Why does $e^{\frac10}\neq e^{\frac1{-0}}$?

Question

I was unable to explain why this fails? I asked to it many peers and they too can't. I faced this situation when solving a kind of integration problem.

Consider $x=-x$

Then $x=0$

That is, $0=-0$

Now consider,

$$e^{\frac1x}=e^{\frac1x}$$ $$e^{\frac1x}=e^{-\frac1{-x}}$$ $$e^{\frac10}=e^{-\frac1{-0}}$$ Now since $0=-0$

$$e^{\frac10}=e^{-\frac1{0}}$$ $$e^\infty=e^{-\infty}$$ $$\infty=0$$

But how can this happen?

UPDATED: $$\lim_{x\to 0+}\frac1x=\infty$$ $$\lim_{x\to 0-}\frac1x=-\infty$$

Then what is?

$$\lim_{x\to 0}e^\frac1x=?$$

Answer 1

The function $\frac1x$ is not continuous at $0$, and not only that it is not continuous, it has different limits from each side.

Consider the function: $f(x)=\begin{cases} -1 & x<0\\0 & x=0\\ 1 & x> 0\end{cases}$

It is clear that: $$\lim_{x\to0^-}f(x)=-1\neq 0=f(0)\neq\lim_{x\to0^+}f(x)=1$$

There's no reason to expect that a function discontinuous at $0$ will satisfy $\lim_{x\to0^-}f(x)=\lim_{x\to0^+}f(x)$.

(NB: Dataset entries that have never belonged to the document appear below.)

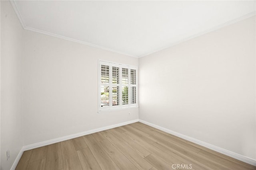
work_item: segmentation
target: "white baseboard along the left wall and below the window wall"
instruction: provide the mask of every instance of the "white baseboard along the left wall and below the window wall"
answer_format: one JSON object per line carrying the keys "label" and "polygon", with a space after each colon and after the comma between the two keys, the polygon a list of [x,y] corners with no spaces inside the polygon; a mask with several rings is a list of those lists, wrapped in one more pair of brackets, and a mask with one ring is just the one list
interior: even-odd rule
{"label": "white baseboard along the left wall and below the window wall", "polygon": [[139,119],[134,119],[134,120],[131,120],[131,121],[126,121],[126,122],[118,123],[118,124],[115,124],[115,125],[109,125],[109,126],[105,126],[105,127],[100,127],[100,128],[92,129],[92,130],[89,130],[89,131],[84,131],[84,132],[76,133],[76,134],[73,134],[73,135],[59,137],[59,138],[56,138],[56,139],[51,139],[51,140],[48,140],[48,141],[43,141],[43,142],[31,144],[31,145],[26,145],[26,146],[22,147],[22,149],[20,150],[20,153],[16,157],[16,160],[14,161],[14,164],[12,165],[11,170],[15,170],[15,168],[16,168],[19,160],[20,160],[20,157],[22,156],[22,153],[25,150],[30,150],[30,149],[35,149],[35,148],[38,148],[38,147],[43,147],[43,146],[50,145],[50,144],[53,144],[53,143],[58,143],[58,142],[61,142],[61,141],[66,141],[68,139],[73,139],[73,138],[76,138],[76,137],[81,137],[81,136],[84,136],[84,135],[89,135],[89,134],[92,134],[92,133],[96,133],[96,132],[112,129],[112,128],[115,128],[115,127],[120,127],[120,126],[128,125],[128,124],[135,123],[135,122],[138,122],[138,121],[139,121]]}

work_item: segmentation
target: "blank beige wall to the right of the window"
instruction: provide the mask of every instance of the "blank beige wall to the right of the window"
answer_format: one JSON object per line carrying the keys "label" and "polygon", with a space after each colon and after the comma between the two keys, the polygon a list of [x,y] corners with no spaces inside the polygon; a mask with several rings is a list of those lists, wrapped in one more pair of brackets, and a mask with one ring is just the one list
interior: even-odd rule
{"label": "blank beige wall to the right of the window", "polygon": [[255,17],[139,59],[140,119],[256,158]]}

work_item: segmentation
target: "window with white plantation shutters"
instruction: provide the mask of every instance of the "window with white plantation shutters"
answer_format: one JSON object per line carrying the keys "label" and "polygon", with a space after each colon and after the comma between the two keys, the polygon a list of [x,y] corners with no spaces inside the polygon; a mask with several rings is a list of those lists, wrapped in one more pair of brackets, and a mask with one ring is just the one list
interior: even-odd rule
{"label": "window with white plantation shutters", "polygon": [[99,63],[99,111],[138,106],[137,67]]}

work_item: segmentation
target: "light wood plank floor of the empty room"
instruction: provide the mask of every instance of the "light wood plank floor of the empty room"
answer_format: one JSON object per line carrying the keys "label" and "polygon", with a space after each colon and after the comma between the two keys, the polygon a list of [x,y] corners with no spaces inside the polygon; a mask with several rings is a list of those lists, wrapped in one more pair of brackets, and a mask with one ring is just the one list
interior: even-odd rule
{"label": "light wood plank floor of the empty room", "polygon": [[170,170],[176,164],[182,165],[177,169],[256,169],[137,122],[27,150],[16,170]]}

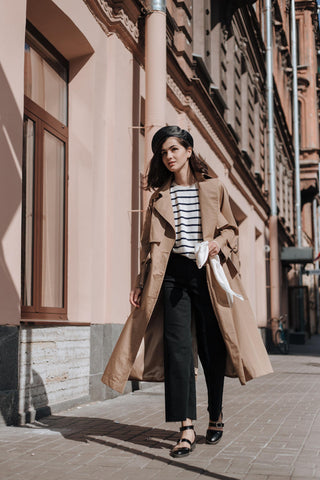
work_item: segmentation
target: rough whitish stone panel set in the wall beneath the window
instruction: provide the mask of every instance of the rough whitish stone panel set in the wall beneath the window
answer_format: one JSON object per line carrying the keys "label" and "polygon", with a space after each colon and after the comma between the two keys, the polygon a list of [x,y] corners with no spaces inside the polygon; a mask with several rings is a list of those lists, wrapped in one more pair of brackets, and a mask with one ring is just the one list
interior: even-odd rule
{"label": "rough whitish stone panel set in the wall beneath the window", "polygon": [[20,327],[19,423],[90,400],[90,327]]}

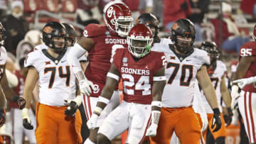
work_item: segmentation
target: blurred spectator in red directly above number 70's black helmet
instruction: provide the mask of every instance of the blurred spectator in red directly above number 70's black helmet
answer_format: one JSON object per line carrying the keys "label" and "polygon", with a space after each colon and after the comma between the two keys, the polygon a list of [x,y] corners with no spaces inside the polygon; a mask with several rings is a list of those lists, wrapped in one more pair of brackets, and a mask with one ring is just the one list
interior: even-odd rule
{"label": "blurred spectator in red directly above number 70's black helmet", "polygon": [[164,0],[164,27],[171,31],[171,26],[179,18],[187,18],[192,13],[189,0]]}

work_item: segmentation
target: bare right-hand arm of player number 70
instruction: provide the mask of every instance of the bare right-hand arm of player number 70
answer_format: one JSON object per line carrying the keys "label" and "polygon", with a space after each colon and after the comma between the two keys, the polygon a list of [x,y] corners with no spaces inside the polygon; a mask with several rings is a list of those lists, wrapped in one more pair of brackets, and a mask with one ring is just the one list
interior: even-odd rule
{"label": "bare right-hand arm of player number 70", "polygon": [[196,74],[196,79],[198,79],[198,83],[203,89],[203,92],[205,93],[206,99],[210,104],[211,109],[218,108],[216,92],[214,90],[213,84],[210,81],[210,77],[208,76],[206,66],[203,65],[201,67],[201,70],[199,70]]}

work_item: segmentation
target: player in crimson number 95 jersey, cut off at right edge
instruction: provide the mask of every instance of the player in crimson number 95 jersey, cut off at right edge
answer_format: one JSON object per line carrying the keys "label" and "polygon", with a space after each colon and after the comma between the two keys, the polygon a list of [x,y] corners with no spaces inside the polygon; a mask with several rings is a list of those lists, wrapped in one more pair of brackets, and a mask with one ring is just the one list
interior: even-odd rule
{"label": "player in crimson number 95 jersey, cut off at right edge", "polygon": [[[256,25],[253,29],[252,38],[256,40]],[[237,71],[234,74],[232,90],[231,90],[231,107],[234,109],[238,102],[239,111],[245,123],[245,131],[250,143],[256,143],[256,42],[251,41],[245,43],[240,48],[239,63]],[[241,88],[239,94],[238,89]]]}

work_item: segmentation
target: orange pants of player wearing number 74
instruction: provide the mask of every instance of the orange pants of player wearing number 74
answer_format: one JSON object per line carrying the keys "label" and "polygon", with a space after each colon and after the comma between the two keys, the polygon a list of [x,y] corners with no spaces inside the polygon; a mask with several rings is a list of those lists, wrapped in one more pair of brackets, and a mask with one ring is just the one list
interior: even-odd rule
{"label": "orange pants of player wearing number 74", "polygon": [[37,144],[75,144],[78,135],[75,131],[75,117],[65,116],[67,106],[36,105]]}

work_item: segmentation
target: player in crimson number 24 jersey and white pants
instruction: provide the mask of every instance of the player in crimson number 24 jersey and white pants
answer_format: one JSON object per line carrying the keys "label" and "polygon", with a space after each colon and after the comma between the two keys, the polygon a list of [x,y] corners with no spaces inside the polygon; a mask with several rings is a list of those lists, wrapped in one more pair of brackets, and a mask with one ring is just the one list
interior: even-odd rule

And while some functions can be extended continuously to have a value at $+\infty$ or $-\infty$ (and this value itself may or may not be $\pm\infty$); not all functions can be extended in such way.

And even if you can extend it, there is no guarantee that $f(+\infty)=f(-\infty)$. Which is exactly the case for $f(x)=e^x$.

Answer 2

$\lim_{x\to 0-}e^\frac1x=e^{-\infty} = 0$

and

$\lim_{x\to 0+}e^\frac1x=e^{\infty} = \infty$

therefore the limit does not converge, therefore it does not exist.

graphing software can often be useful in testing limits like this.

earlier in your question you stated $1\over 0 $ $ = \infty$ this is somewhat of a naive approach to defining infinity that computer scientists sometimes use and is not mathematically rigours as in doing so they ignore the limit from the negative direction.

Answer 3

It's very simple:

$\frac10$ is not defined. So any equation that contains this term is undefined.

$\infty$ is not a number. It is the limit of an infinite process.

---

For the second question about:
$\lim_{x\to 0}e^\frac1x=?$

As you did already proof by yourself, this term has two different limits. A left-side limit (by approaching from negative numbers and getting closer and closer to 0) and a right-side limit (by approaching from the other side), and those limits are different.

The point is, that $e^\frac10$ itself is undefined since $\frac10$ is undefined. You can get as close to $e^\frac1{x\to 0}$ as you want, and as long as $x\ne 0$ you will get well defined numbers as an result, but not for $x=0$. This case is undefined.